The Great Evangelical Disaster
In 1984, Francis Schaeffer wrote a book titled The Great Evangelical Disaster. As someone who appreciated Schaeffer’s earlier work, particularly his seminal Escape from Reason, it was a jolting shift from cultural critique to cultural confrontation with clear political overtones.
How ironic that now, nearly four decades later, it is precisely the embrace of a political engagement with culture that has cost evangelicals their standing in public opinion. The only group in America that loves evangelicals are, well, evangelicals.
In a recently released Pew Research Center report, almost one third of all Americans expressed an unfavorable view of evangelicals – specifically Pentecostals and Southern Baptists – far exceeding negative views toward mainline Protestants or Catholics. The only groups that fared worse were Jehovah’s Witnesses, Scientologists and Satanists.
And the reason why?
To quote Christianity Today, “Evangelical identity in the United States became associated with... political baggage in recent years.” Or as president of the National Association of Evangelicals Walter Kim, raising concerns about politicized perceptions of the faith, stated, “We are in a season in which the evangelical faith is being narrowly defined and misunderstood by many, with long-term ramifications for our gospel witness.” Too many young people and people of color, he added, “have been alienated by the evangelical Christianity they have seen presented in public in recent years.”
Of course, it isn’t just politics. As Christianity Today also noted, “Evangelical institutions have continued to reckon with racism, sexism, and abuse, past and present.” Their reporting included an incisive comment from Christian apologist Dan DeWitt, the executive director of the Center for Worldview Analysis and Cultural Engagement at Southwest Baptist University:
As someone who cares a lot about apologetics, it can be easy to shrug this off as merely the price of doing evangelism in a secularizing context. But if we take Paul’s words seriously, we should care about our reputation with those outside the church. These statistics should grieve us. While we cannot water down our beliefs to make people like us, we need to listen to how the world perceives us.
Yes, we do.
And particularly when many of our “beliefs” are not aspects of Christian doctrine at all, but rather ideologies we have made into theologies.
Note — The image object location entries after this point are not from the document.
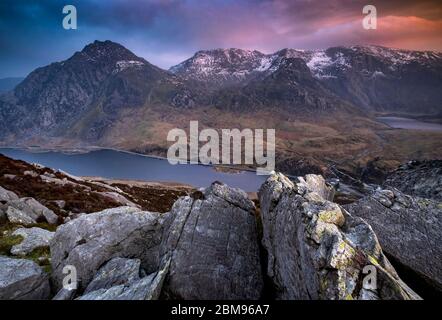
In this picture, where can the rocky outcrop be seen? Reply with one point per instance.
(418, 178)
(33, 238)
(316, 250)
(91, 240)
(120, 279)
(19, 217)
(117, 271)
(408, 228)
(22, 280)
(6, 195)
(212, 243)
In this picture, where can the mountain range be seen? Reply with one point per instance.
(105, 95)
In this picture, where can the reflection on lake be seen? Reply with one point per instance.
(122, 165)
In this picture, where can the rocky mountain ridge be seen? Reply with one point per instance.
(83, 96)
Schaeffer was right when he wrote about the “great evangelical disaster” being rooted in compromise over biblical truth. What he failed to see was how a future disaster would entail confusing allegiance to biblical truth with nothing more than political ideologies.
And nobody likes that.
Or more to the point, no one is won to Christ through that.
James Emery White
Sources
Patricia Tevington, “Americans Feel More Positive Than Negative About Jews, Mainline Protestants, Catholics,” Pew Research Center, March 15, 2023, read online.
Kate Shellnutt, “Evangelicals Are the Most Beloved US Faith Group Among Evangelicals,” Christianity Today, March 15, 2023, read online.